The tabular dataset is created by parsing the parquet file(s) pointed to by the intermediate output.

read_parquet_files(include_path=False, partition_format=None, path_glob=None, set_column_types=None)

Parameters

Name Description
include_path
Required

Boolean to keep path information as column in the dataset. Defaults to False. This is useful when reading multiple files, and want to know which file a particular record originated from, or to keep useful information in file path.

partition_format
Required
str

Specify the partition format of path. Defaults to None. The partition information of each path will be extracted into columns based on the specified format. Format part '{column_name}' creates string column, and '{column_name:yyyy/MM/dd/HH/mm/ss}' creates datetime column, where 'yyyy', 'MM', 'dd', 'HH', 'mm' and 'ss' are used to extract year, month, day, hour, minute and second for the datetime type. The format should start from the position of first partition key until the end of file path. For example, given the path '../Accounts/2019/01/01/data.parquet' where the partition is by department name and time, partition_format='/{Department}/{PartitionDate:yyyy/MM/dd}/data.parquet' creates a string column 'Department' with the value 'Accounts' and a datetime column 'PartitionDate' with the value '2019-01-01'.

path_glob
Required
str

A glob-like pattern to filter files that will be read as parquet files. If set to None, then all files will be read as parquet files.

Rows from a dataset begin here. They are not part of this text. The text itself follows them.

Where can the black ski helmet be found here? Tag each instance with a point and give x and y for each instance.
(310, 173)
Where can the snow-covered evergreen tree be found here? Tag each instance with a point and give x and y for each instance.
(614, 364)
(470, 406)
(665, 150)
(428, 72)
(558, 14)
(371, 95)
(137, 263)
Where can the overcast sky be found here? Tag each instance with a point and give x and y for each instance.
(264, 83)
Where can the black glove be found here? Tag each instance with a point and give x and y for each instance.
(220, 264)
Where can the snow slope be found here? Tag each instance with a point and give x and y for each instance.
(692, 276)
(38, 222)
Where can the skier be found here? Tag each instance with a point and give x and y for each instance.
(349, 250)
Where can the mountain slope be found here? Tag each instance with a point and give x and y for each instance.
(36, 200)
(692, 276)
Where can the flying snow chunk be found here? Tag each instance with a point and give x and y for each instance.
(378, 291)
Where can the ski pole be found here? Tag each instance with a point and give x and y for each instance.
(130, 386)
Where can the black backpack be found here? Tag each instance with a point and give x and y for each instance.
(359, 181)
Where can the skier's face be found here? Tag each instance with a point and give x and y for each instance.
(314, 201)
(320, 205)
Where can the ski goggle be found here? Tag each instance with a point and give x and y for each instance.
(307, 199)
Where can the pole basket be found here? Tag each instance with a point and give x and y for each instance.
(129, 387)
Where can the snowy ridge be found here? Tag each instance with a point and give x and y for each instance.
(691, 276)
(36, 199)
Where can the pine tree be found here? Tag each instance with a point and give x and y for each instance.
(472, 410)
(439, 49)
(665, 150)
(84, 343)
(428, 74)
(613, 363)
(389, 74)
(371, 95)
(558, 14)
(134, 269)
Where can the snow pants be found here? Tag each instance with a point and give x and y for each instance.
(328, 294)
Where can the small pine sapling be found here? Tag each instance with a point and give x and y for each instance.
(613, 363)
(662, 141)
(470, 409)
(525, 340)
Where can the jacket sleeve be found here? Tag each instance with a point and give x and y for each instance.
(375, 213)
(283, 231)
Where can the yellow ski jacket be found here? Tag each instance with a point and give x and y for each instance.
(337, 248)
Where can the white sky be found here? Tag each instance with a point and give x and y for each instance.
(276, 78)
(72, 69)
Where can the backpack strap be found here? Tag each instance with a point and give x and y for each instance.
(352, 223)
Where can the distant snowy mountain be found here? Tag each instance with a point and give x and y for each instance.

Glob is a Unix style pathname pattern expansion: https://docs.python.org/3/library/glob.html

ex)

  • *.parquet -> selects files with .parquet file extension
  • test_.parquet* -> selects files with filenames that startwith test_ and has .parquet file extension
  • /myrootdir/project_one///.parquet* -> selects files that are two subdirectories deep in /myrootdir/project_one/ and have .parquet file extension

Note: Using the **** pattern in large directory trees may consume an inordinate amount of time. In general, for large directory trees, being more specific in the glob pattern can increase performance.

set_column_types
Required

A dictionary to set column data type, where key is column name and value is DataType. Columns not in the dictionary will remain of type loaded from the parquet file. Passing None will result in no conversions. Entries for columns not found in the source data will not cause an error and will be ignored.

Returns

Type Description

A OutputTabularDatasetConfig instance with instruction of how to convert the output into a TabularDataset.